John heard the overlay of skepticism. “You don’t buy that, Doc?”
“Well, I’m not sure. If I got on the phone to you and tried to sound like Felix, could I fool you?”
“Of course not, but that’s because nobody sounds like Felix.”
“Nobody sounds like anybody else, to the people close to them. The distinctive characteristics of a particular voice might be indefinable, but they’re immediately recognizable.”
“What about mimics?” Felix asked. “They can be amazing.”
Gideon shrugged. “Was Torkel a mimic?”
“Well… who knows? But you have to remember, the two of them sounded a whole lot alike to start with.”
“That’s true,” John agreed. “They did.”
“Okay,” said Gideon. “Forget it. I was just thinking out loud. Go ahead, Felix. What’d he tell her?”
Felix frowned. “If I remember right, Magnus just said-I mean Torkel, dammit-Torkel just told her that… that Torkel had been killed and he had to leave for a while because he was in danger himself.”
“ ‘He’ supposedly being Magnus,” Gideon said.
Felix nodded. “And ‘his brother’ supposedly being Torkel. Hoo.”
“What else did he say?” John asked.
“I don’t really remember, John, it was ten years ago. I was just trying to give you the general idea. He probably said… hell, I don’t know what he probably said. Whatever it was, Dagmar took him at his word. Why wouldn’t she? She was excited, confused, she suddenly gets this panicked phone call in the middle of the night…”
While the sentence drifted away unfinished, the three of them sat quietly, listening to the rhythmic murmur of the surf and hearing occasional bits of conversation-people talking about normal, everyday things: whether there was weekend laundry service at their hotel, tomorrow’s shopping schedule, the pros and cons of going to the Don Ho show at the Beachcomber. “So how’s the wire rope business these days?” floated by them as distinctly as if the speaker were at their table, along with the stifled yawn that followed it. The musicians had either taken their break or else wisely quit until they were no longer competing with Felix.
“Okay,” Gideon said, having pushed his glass around in circles for a minute or so. “That explains why Dagmar thought it was Magnus on the line. But it doesn’t explain why the police bought the idea that the burned body was Torkel’s.”

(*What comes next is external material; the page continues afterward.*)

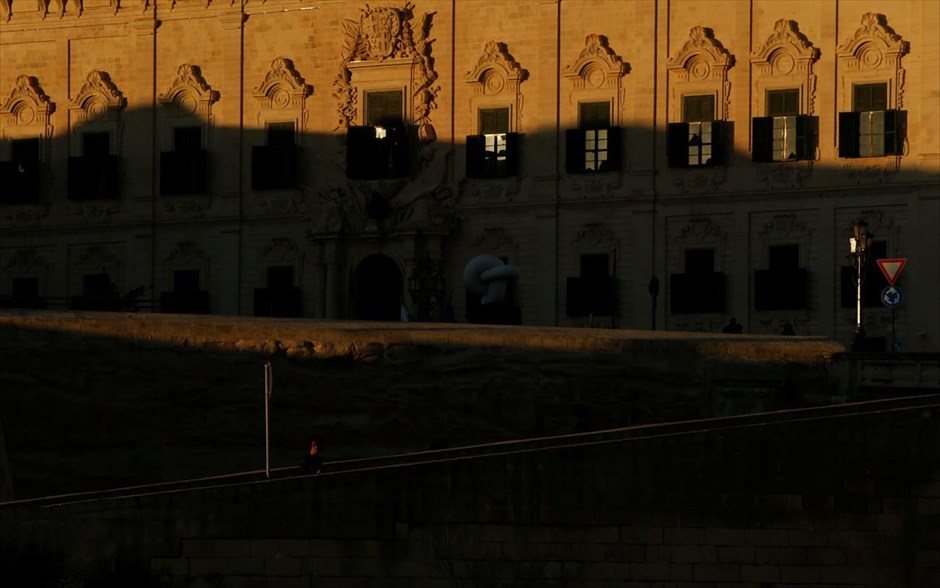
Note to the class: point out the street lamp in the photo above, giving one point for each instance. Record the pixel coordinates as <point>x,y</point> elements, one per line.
<point>859,247</point>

“Sure it does, Doc,” John said. “You got two brothers. One of them gets burned to a crisp-oh, sorry, Felix. The other one takes off so the same thing doesn’t happen to him. The cops know-they think they know-which one took off. So whatever pile of ashes is left after the fire-damn, sorry about that, Felix-has to be the other one.”

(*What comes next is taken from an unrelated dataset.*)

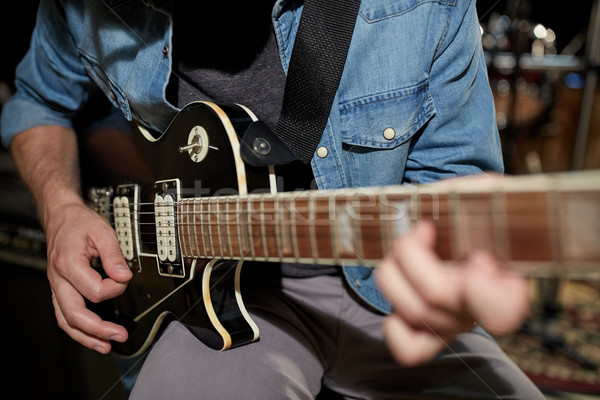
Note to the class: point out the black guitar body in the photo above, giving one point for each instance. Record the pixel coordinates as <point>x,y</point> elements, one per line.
<point>197,156</point>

Gideon was unconvinced. “Look, when a body is burned up in a fire, it doesn’t completely turn to ashes or cinders. There’s always something left. Even when it’s professionally cremated at high temperature, they have to pulverize what’s left to turn it into ash, and even then a forensic specialist-”
“Gideon, you’re assuming they brought in experts, consultants,” Felix said. “They didn’t. This is not Seattle we’re talking about.” He smiled. “As far as I know, there aren’t any skeleton detectives anywhere near Waimea.”
Gideon blew out his cheeks. “Body burned beyond recognition, supposed perps never even identified, let alone convicted, brother disappeared… boy, I tell you, I’m starting to see a few holes in this thing.”